That's bog standard -- every company uses hadoop. Then when you see the actual d...

mistermann · on Sept 20, 2015

> Then when you see the actual datasets, they're maybe a couple hundred gigs completely denormalized. Yet you still have to use hadoop/hive/spark to access them, with all the inefficiencies, complexity, and slowness those bring.

I was always under the impression that one of the benefits of NoSQL was its speed, but then watching a webcast the other day querying a very small dataset, I was shocked at how slow it was, and this was in contrast to another demo where a different query was mind boggingly fast compared to comparable performance on a traditional SQL platform. (Yes, I know the particulars matter here and it's not that good of a question without that specificity, but any light you could shine on this would be appreciated.)
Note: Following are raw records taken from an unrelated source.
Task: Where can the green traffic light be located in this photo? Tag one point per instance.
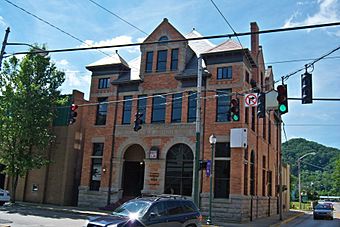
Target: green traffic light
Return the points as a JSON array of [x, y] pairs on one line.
[[283, 108], [235, 117]]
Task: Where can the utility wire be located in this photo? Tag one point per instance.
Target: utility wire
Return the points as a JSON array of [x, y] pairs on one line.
[[53, 26], [298, 60], [323, 168], [311, 64], [188, 39], [112, 13]]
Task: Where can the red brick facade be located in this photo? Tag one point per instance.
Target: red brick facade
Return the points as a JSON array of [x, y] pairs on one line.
[[124, 148]]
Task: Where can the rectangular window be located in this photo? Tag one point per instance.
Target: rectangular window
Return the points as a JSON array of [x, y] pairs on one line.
[[223, 105], [222, 179], [98, 149], [158, 109], [222, 170], [270, 180], [176, 112], [149, 60], [101, 111], [96, 166], [127, 107], [269, 132], [247, 77], [264, 176], [161, 60], [174, 59], [264, 127], [141, 105], [192, 105], [103, 83], [224, 73]]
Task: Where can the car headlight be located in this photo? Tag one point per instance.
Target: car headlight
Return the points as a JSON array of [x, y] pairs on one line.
[[113, 225]]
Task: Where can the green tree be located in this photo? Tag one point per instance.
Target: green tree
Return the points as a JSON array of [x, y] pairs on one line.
[[28, 94]]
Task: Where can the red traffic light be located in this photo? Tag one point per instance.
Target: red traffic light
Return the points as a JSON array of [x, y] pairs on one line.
[[74, 107]]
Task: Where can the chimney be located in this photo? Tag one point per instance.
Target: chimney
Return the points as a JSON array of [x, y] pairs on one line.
[[254, 39]]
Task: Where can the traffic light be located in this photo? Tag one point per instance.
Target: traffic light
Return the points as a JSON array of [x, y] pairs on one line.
[[306, 88], [282, 98], [73, 114], [261, 105], [235, 109], [138, 122], [203, 164]]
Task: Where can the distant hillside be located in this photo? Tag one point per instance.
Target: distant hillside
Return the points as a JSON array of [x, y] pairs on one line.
[[318, 172]]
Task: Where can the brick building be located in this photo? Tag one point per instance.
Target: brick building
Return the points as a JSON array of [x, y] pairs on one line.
[[119, 162]]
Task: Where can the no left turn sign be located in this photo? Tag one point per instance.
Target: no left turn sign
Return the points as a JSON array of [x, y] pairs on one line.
[[250, 100]]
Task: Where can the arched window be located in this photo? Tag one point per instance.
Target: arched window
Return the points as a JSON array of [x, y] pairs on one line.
[[252, 173], [179, 170], [163, 38]]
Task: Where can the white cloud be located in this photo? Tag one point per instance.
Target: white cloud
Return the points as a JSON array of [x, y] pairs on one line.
[[327, 12], [62, 63], [2, 22]]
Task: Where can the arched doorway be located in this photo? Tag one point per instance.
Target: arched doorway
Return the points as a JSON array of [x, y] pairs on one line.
[[179, 170], [133, 171]]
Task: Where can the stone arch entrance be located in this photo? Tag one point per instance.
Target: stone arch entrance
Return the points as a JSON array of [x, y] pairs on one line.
[[179, 170], [133, 171]]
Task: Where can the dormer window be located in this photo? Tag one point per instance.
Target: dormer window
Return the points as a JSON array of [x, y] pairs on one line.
[[163, 39], [161, 60]]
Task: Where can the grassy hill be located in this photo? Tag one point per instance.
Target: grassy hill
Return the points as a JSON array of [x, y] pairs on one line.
[[320, 173]]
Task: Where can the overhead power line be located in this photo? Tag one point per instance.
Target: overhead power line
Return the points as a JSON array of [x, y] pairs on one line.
[[120, 18], [52, 25], [188, 39]]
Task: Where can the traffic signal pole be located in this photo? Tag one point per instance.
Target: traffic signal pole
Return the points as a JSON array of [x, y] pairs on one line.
[[4, 43], [198, 133]]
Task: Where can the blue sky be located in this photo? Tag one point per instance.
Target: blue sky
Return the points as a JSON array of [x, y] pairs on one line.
[[318, 122]]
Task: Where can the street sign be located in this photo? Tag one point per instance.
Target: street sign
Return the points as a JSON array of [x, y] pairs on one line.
[[250, 100], [208, 169]]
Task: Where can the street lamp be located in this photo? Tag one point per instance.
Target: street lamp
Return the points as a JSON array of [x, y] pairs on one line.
[[299, 161], [212, 141]]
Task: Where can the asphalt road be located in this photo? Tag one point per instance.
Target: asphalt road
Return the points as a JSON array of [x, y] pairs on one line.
[[307, 220], [17, 216]]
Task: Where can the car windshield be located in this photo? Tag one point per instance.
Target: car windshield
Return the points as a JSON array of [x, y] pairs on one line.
[[322, 207], [133, 208]]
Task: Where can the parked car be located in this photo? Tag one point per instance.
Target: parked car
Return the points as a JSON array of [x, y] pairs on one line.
[[155, 211], [323, 211], [4, 196]]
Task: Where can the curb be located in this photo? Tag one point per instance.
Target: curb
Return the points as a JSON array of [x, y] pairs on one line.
[[288, 220]]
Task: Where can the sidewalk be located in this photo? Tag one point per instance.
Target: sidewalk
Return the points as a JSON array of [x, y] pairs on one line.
[[272, 221]]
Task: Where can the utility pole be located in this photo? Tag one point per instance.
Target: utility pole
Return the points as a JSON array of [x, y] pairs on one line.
[[198, 132], [4, 43]]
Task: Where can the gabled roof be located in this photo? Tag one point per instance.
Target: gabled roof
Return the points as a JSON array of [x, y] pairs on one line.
[[114, 59], [198, 46], [226, 46], [164, 28]]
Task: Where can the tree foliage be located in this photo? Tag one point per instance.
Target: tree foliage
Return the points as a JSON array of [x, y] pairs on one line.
[[320, 173], [28, 94]]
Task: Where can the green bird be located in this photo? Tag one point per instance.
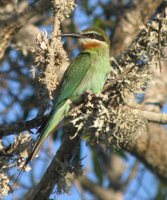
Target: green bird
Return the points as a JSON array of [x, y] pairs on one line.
[[88, 71]]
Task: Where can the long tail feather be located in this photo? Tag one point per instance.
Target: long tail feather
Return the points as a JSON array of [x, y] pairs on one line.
[[55, 118]]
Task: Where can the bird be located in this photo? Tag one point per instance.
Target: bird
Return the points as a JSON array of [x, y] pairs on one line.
[[88, 71]]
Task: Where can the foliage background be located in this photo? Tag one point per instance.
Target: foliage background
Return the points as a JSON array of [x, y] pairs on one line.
[[112, 173]]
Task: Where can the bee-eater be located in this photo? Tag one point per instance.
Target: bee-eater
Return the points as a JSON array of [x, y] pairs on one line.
[[88, 71]]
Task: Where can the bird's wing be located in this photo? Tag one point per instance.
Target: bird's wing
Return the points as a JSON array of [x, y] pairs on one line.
[[73, 77]]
For data of "a couple hundred gigs", what platform would you say is more appropriate?

x0x0 · on Sept 20, 2015

no, the benefit of nosql, at least for data science, is scalability. ie what do you do when you can't fit the data on a single machine. This works great at a former employer, who really did have pb scale datasets. The vast vast majority of companies do not have pb scale datasets. Most don't have tb datasets.
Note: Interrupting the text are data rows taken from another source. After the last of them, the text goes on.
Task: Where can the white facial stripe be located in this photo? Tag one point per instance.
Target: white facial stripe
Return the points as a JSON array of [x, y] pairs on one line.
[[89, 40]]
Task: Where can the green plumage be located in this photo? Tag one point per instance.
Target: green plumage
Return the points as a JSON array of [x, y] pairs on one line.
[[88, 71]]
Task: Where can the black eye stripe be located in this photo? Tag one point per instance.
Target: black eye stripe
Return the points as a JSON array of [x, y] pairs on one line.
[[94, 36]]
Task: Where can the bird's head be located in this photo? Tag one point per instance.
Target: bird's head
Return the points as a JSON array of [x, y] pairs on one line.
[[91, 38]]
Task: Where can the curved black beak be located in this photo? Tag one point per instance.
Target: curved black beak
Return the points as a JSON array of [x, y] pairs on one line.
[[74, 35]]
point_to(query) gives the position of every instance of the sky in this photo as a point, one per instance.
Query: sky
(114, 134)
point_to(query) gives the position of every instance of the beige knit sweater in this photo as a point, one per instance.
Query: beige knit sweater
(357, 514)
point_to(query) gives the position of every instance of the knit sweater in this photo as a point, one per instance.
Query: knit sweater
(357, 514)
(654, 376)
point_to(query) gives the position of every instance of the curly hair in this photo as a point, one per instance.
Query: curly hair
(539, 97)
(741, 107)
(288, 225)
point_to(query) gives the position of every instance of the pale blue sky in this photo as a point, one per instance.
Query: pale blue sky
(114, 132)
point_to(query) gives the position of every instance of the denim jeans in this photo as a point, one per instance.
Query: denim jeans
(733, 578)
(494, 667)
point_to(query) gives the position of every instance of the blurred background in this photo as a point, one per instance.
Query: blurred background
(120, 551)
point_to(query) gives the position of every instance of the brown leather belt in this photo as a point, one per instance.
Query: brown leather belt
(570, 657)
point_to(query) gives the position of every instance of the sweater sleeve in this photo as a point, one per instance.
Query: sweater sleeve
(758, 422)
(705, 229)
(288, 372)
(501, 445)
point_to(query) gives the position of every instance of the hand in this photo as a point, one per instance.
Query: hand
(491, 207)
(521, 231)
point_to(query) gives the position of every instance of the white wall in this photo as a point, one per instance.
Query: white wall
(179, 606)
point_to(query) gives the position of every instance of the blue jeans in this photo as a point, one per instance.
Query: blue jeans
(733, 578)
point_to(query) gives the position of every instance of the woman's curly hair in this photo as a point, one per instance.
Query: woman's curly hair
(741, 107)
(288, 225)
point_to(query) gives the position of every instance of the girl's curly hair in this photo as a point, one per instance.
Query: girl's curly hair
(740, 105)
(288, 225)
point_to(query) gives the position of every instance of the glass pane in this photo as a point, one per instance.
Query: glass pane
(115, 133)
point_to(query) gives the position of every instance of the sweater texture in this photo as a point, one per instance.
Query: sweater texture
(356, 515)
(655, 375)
as for what do you do, postgres / mysql; pandas /R; or roll your own code depending on precisely what you need. But you can rack a pretty beefy box with 256g ram in it, 2 xeons, and a ton of ssd + spindle disk for $10k. Nothing that nosql or hadoop or spark do can't be done easier, written way faster, executed faster, and kept running more easily on a single box or even better in a single process.

For example: at my current gig, I work on 20-40g raw datasets. Ingest to pandas and externalize user agent strings drops it to 5g or so. That process takes 30 to 60 minutes, but I do it once, cache the results, and update incrementally.

bane · on Sept 20, 2015

Postgres, or depending on the particulars just start rolling your own.